With a rush of tenderness towards him, Renee thought that this was a new beginning, and snuggled up to him, unconscious of the interested, amused glances of the other passengers.

When they went in, Anne looked suspicious, and her face didn’t change when Fergus proferred his glib excuse.

‘Renee came on to the same bus as I was on.’

Having no idea of how much her shining eyes gave her away, the girl was slightly put out when her mother ignored her and began to bombard Fergus with questions as to where he’d been and what he’d been doing.

‘I was with an old mate of mine I haven’t seen for ages. He’s married now, and he took me home with him to meet his wife, and to have a few drinks.’ His answer came so easily, and sounded so genuine, that Renee had a strange pang of sad irritation at how smoothly he could lie. Had he been lying to her all evening? The doubts came flooding back and she came to a firm decision. Once her birthday was past, she’d wait a week or two to give him a chance to end her mother’s attachment to him, and if he hadn’t done anything by then, she’d force his hand and tell her the whole truth herself.

She wouldn’t mention the wonderful love-making, though. That was a secret to be shared only with Fergus. She’d just say, quite calmly, that they loved each other, and she’d say it in front of him, so he couldn’t deny it.

Renee hadn’t noticed Jack sitting by the window, and when she did, he was staring at her speculatively, and she could tell from his face that he knew exactly what she’d been doing with Fergus that evening. Well, she didn’t care.

In a few weeks, they would all know, and if her mother made a scene and forbade them to meet outside the house, she’d run away with him. At sixteen, she’d be old enough in Scots law to marry him without parental consent, and they could live happily without any interference.

Jack went to bed first, followed closely by Fergus, making Renee suspect that he didn’t relish being faced with more questions from his landlady, who now focused her attention on her daughter.

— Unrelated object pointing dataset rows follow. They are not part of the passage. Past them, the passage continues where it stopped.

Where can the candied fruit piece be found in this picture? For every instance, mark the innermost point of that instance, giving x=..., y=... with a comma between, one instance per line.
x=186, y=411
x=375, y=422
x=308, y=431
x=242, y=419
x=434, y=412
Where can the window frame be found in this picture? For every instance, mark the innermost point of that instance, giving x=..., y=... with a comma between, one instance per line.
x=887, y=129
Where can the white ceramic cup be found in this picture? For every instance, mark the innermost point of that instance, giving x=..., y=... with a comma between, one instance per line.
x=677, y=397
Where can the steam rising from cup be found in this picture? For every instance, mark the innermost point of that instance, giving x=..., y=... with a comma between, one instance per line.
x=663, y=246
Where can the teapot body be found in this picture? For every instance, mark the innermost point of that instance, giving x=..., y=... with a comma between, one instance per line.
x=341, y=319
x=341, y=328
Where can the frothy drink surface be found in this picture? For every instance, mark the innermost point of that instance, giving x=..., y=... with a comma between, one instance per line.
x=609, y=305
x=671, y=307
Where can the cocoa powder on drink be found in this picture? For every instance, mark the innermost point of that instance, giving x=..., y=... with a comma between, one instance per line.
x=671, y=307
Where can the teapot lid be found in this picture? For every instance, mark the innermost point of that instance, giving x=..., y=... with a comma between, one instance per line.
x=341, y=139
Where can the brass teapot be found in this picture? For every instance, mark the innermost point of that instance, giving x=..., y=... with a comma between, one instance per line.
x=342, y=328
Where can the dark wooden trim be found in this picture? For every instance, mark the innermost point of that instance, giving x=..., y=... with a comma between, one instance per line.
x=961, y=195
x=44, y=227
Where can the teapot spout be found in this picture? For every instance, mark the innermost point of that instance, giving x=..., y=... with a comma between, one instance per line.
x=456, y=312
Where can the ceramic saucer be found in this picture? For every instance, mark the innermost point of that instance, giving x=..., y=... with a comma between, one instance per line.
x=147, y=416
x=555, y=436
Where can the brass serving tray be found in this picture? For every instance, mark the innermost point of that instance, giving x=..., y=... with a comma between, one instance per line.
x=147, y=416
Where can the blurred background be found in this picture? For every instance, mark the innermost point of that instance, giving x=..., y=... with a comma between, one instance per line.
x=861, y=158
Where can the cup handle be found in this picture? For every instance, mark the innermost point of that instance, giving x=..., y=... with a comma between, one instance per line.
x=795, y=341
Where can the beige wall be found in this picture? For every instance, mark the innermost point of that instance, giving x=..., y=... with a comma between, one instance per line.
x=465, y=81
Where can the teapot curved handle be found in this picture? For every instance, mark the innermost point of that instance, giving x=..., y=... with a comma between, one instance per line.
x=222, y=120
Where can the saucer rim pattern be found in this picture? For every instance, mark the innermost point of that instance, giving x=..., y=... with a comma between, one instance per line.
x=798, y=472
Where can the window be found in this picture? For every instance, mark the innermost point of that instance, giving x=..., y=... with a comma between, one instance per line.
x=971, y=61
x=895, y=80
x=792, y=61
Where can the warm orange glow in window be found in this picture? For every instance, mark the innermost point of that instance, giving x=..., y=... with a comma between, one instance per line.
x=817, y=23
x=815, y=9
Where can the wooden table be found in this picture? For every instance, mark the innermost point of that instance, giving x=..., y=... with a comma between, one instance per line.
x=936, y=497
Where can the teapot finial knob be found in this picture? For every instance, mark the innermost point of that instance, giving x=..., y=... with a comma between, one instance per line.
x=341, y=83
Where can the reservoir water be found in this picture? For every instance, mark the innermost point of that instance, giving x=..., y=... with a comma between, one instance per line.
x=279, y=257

‘And what were you doing that you came in all starry-eyed, and looking like a cat that’s been at the cream? You weren’t out with Phyllis, that’s one thing sure.’

The desperation to avoid being found out too early gave Renee the deviousness to say quickly, ‘No, I wasn’t with Phyllis. She sent her brother to tell me she wasn’t feeling very well, so he came into the pictures with me instead. He’s very nice. You remember him, Mum? He’s a year older than me.’